Sebagaimana keimanan itu dapat membentuk buah yang berupa kecintaan, maka ia harus pula dapat menimbulkan buah lain yang berupa perjuangan (jihad) dan berkorban untuk meninggikan kalimatullah yakni bahwa agama Allah harus di atas segala-galanya. juga mengadakan pembelaan untuk mengibarkan setinggi-tingginya bendera kebenaran, berusaha segigih-gigihnya untuk menolak adanya penganiayaan, kezaliman dan kerosakan yang dibuat oleh manusia yang sewenang-wenang di atas permukaan bumi ini. 

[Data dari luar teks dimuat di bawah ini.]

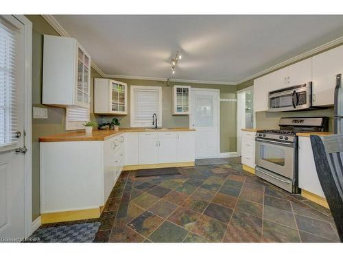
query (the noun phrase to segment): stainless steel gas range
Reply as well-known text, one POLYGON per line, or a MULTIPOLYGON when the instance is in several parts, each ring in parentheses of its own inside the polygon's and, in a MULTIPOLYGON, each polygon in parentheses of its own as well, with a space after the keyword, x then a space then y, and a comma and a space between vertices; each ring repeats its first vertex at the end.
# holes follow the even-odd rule
POLYGON ((298 188, 300 132, 327 131, 327 117, 281 118, 280 130, 256 133, 255 175, 294 193, 298 188))

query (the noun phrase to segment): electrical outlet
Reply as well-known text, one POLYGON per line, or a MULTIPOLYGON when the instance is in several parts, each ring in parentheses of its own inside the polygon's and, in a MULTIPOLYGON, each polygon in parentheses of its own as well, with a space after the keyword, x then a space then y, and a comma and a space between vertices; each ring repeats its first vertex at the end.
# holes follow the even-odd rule
POLYGON ((47 109, 34 107, 34 119, 47 119, 47 109))

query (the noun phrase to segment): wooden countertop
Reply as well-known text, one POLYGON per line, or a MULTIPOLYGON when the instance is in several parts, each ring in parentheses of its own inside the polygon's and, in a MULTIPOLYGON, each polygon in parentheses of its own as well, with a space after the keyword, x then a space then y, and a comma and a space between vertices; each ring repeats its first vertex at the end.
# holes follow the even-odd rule
POLYGON ((257 129, 241 129, 241 131, 246 131, 248 132, 256 132, 258 130, 257 129))
POLYGON ((329 136, 332 135, 333 133, 332 132, 298 132, 296 133, 296 136, 309 136, 311 135, 317 135, 317 136, 329 136))
POLYGON ((123 132, 164 132, 178 131, 195 131, 196 130, 188 127, 174 127, 163 130, 155 130, 145 128, 127 128, 120 129, 116 132, 113 130, 94 130, 91 135, 86 135, 84 131, 77 131, 56 134, 51 136, 42 136, 39 138, 39 142, 69 142, 69 141, 104 141, 113 136, 120 135, 123 132))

Banyak sekali keimanan itu dirangkaikan penguraiannya dengan persoalan jihad, karena memang jihad ini adalah jiwa keimanan dan itu pula yang merupakan kenyataan amaliahnya. 

Allah Ta'ala berfirman: 

"Hanyasanya kaum mukminin ialah orang-orang yang beriman kepada Allah dan RasulNya, kemudian tidak pernah bimbang lagi dan berjihad dengan harta dan dirinya untuk mengagungkan agama Allah, maka mereka itulah orang-orang yang benar. " (Al-Hujurat: 15) 

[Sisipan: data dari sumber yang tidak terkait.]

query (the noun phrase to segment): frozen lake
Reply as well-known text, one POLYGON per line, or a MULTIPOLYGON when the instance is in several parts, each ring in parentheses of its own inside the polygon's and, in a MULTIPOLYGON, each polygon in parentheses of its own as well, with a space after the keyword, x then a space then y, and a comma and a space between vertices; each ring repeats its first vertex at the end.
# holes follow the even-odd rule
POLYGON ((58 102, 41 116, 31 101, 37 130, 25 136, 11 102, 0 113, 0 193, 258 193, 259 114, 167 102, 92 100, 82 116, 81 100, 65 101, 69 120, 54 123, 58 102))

Allah Ta'ala berfirman pula: 

"Sesungguhnya Allah telah membeli diri dan harta orang-orang yang beriman dengan memberikan syurga kepada mereka itu, mereka berperang fi sabilillah dan oleh sebab itu mereka lalu membunuh dan terbunuh, menuruti janji yang sebenarnya dari Allah yang tersurat dalam kitab Taurat, Injil dan Quran. Siapakah yang lebih menepati janjinya daripada Allah itu? Oleh karena itu, maka bergembiralah kamu semua dengan perjanjian yang telah kamu semua perbuat. Demikian itu adalah suatu keuntungan yang besar sekali." (At-Taubah: 111) 

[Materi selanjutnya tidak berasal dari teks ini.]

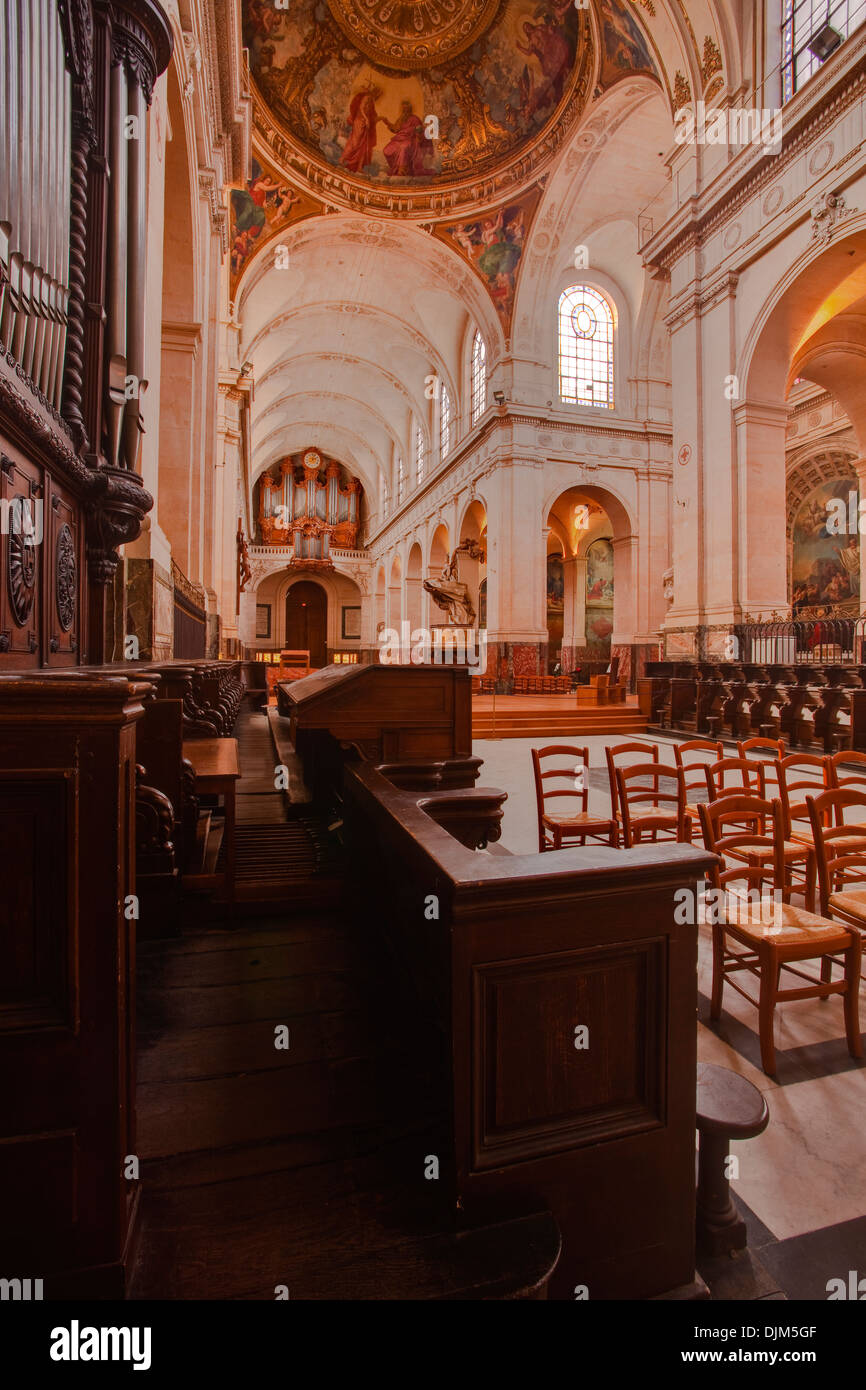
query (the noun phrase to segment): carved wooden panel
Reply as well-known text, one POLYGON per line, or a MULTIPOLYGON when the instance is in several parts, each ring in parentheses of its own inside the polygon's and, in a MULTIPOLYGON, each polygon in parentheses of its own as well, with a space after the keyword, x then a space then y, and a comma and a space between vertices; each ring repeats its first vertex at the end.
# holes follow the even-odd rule
POLYGON ((82 527, 76 503, 57 482, 50 484, 47 507, 46 666, 78 660, 82 592, 82 527))
POLYGON ((475 967, 473 1166, 662 1126, 663 992, 660 940, 475 967))
POLYGON ((0 771, 0 1033, 76 1027, 71 770, 0 771))
POLYGON ((78 1220, 75 1130, 0 1138, 0 1229, 7 1259, 31 1254, 35 1211, 60 1241, 61 1232, 78 1220))
POLYGON ((43 489, 38 464, 0 453, 0 663, 39 660, 43 489))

Perjuangan sebagaimana di atas itu sudah tampak nyata di kalangan kaum mukminin yang pilihan yakni mereka yang hidup dalam permulaan waktu perkembangan Islam yang jaya, sehingga patutlah bahwa mereka itu memperoleh pujian Allah Ta'ala, sebagaimana firmanNya: 

"Di antara orang-orang yang beriman itu ada beberapa orang yang menepati apa yang telah dijanjikannya kepada Tuhan, di antaranya ada yang mati syahid dan di antaranya ada pula yang sedang menantikan kematian syahid itu dan mereka tidak ada yang berubah barang sedikit pun. " (Al-Ahzab: 23) 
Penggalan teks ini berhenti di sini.